Poczułam jak strach powoli paraliżował moje ciało. Cała byłam zlana potem, a serce niebezpiecznie przyspieszyło. Z trudem odrzucałam obrazy, które podpowiadał mi mój własny umysł. Zamarłam, gdy rozległ się charakterystyczny dźwięk oznaczający, że zostałam wpuszczona na posesje. Bałam się, ale nagle przypomniałam sobie powód mojego przyjazdu. Przecież nie mogłam cały czas myśleć o sobie, musiałam w końcu zmierzyć się z demonami przeszłości.
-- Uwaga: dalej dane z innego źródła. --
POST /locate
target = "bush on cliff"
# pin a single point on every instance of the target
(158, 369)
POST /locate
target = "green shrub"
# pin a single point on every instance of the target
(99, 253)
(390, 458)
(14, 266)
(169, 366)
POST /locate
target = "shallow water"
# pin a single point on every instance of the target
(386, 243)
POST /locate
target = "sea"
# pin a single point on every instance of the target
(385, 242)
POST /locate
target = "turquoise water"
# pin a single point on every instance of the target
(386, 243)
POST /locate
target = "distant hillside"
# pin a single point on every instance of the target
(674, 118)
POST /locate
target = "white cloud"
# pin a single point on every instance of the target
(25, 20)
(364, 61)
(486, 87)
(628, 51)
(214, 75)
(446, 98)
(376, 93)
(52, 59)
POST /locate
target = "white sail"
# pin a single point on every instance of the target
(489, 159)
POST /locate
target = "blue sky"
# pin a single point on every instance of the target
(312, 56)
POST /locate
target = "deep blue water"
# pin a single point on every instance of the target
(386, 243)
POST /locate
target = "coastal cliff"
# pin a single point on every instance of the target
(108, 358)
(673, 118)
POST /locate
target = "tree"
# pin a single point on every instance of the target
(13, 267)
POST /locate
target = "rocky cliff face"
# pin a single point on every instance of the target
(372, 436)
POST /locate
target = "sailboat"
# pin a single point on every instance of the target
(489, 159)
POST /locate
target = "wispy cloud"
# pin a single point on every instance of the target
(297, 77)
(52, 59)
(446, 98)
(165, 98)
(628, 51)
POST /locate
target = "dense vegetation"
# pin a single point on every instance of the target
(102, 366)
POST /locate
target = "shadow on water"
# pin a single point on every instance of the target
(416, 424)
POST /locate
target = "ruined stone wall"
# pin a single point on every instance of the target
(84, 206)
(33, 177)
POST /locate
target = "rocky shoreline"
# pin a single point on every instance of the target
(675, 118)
Zamknęłam za sobą uliczkę i skierowałam się w stronę frontowych drzwi, po drodze mijając zadbany ogród. Uśmiechnęłam się pod nosem, gdy przypomniałam sobie, jak wyglądało ostatnie przyjęcie wyprawione tutaj.
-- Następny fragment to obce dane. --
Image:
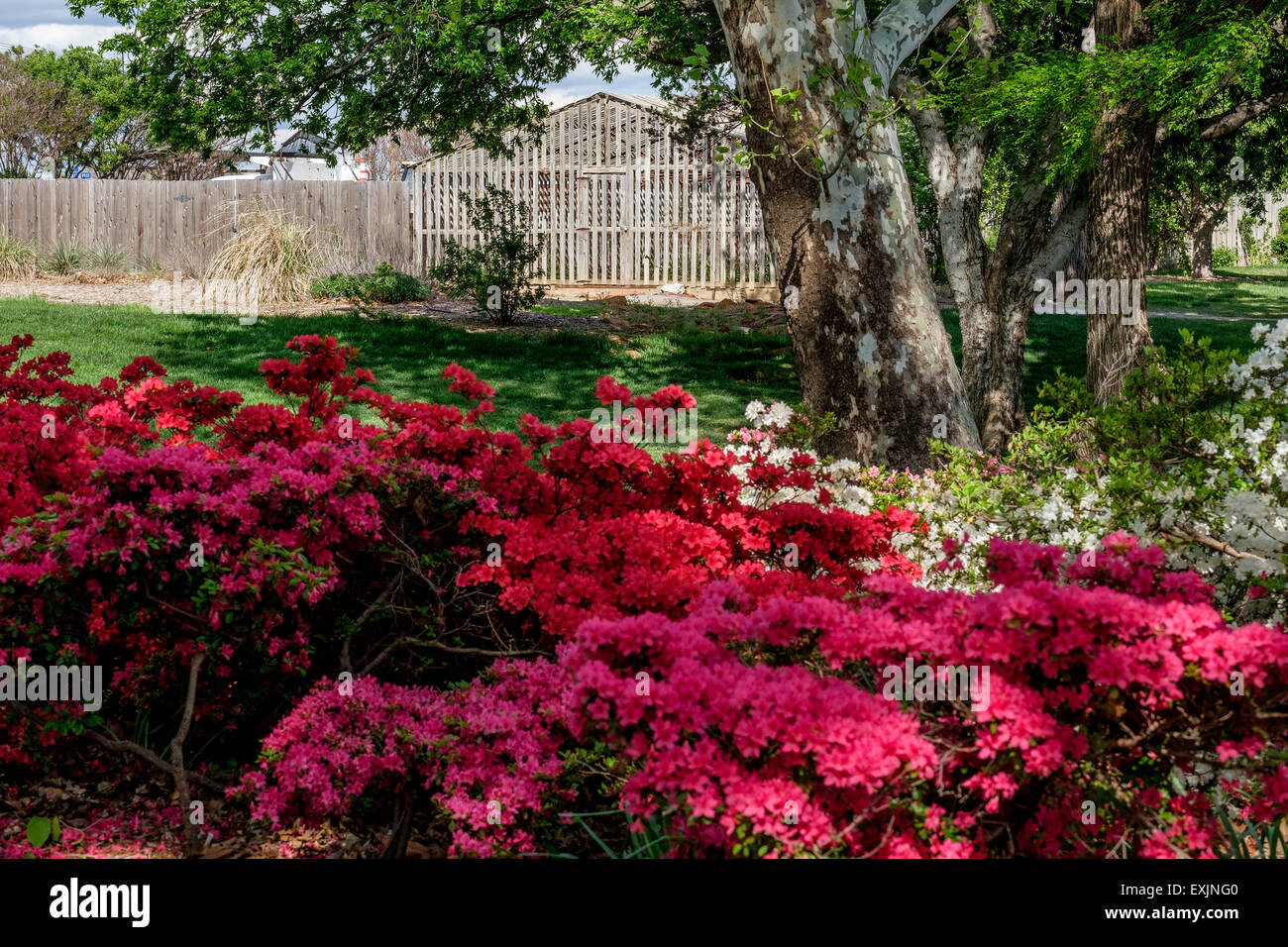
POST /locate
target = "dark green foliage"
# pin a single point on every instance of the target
(386, 285)
(496, 274)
Przyjęcie dwuosobowe, tylko ja i ty. Widząc twoją twarz od razu zrobiło mi się raźniej. Wydawało mi się, że słyszę twój śmiech, czuję twój zapach. Tyle czasu musiałam poradzić sobie z pustką, która wypełniała moją duszę, a teraz miałam szansę choć na chwilę ją wypełnić. Bardzo chciałam cię zobaczyć, choć na chwilę, choć na minutę nacieszyć się tym widokiem. I poudawać, że cały ten koszmar nie miał miejsca, że wcale cię nie zraniłam, że mnie nie nienawidzisz.


***
Tyle czasu zalegało to w szufladzie i w mojej głowie, że w końcu postanowiłam to udostępnić. Nie wiem czy to dobry pomysł, nie wiem czy się nadaję do pisania takich opowiadań, ale chcę spróbować. To teraz już oficjalnie: witaj blogosfero!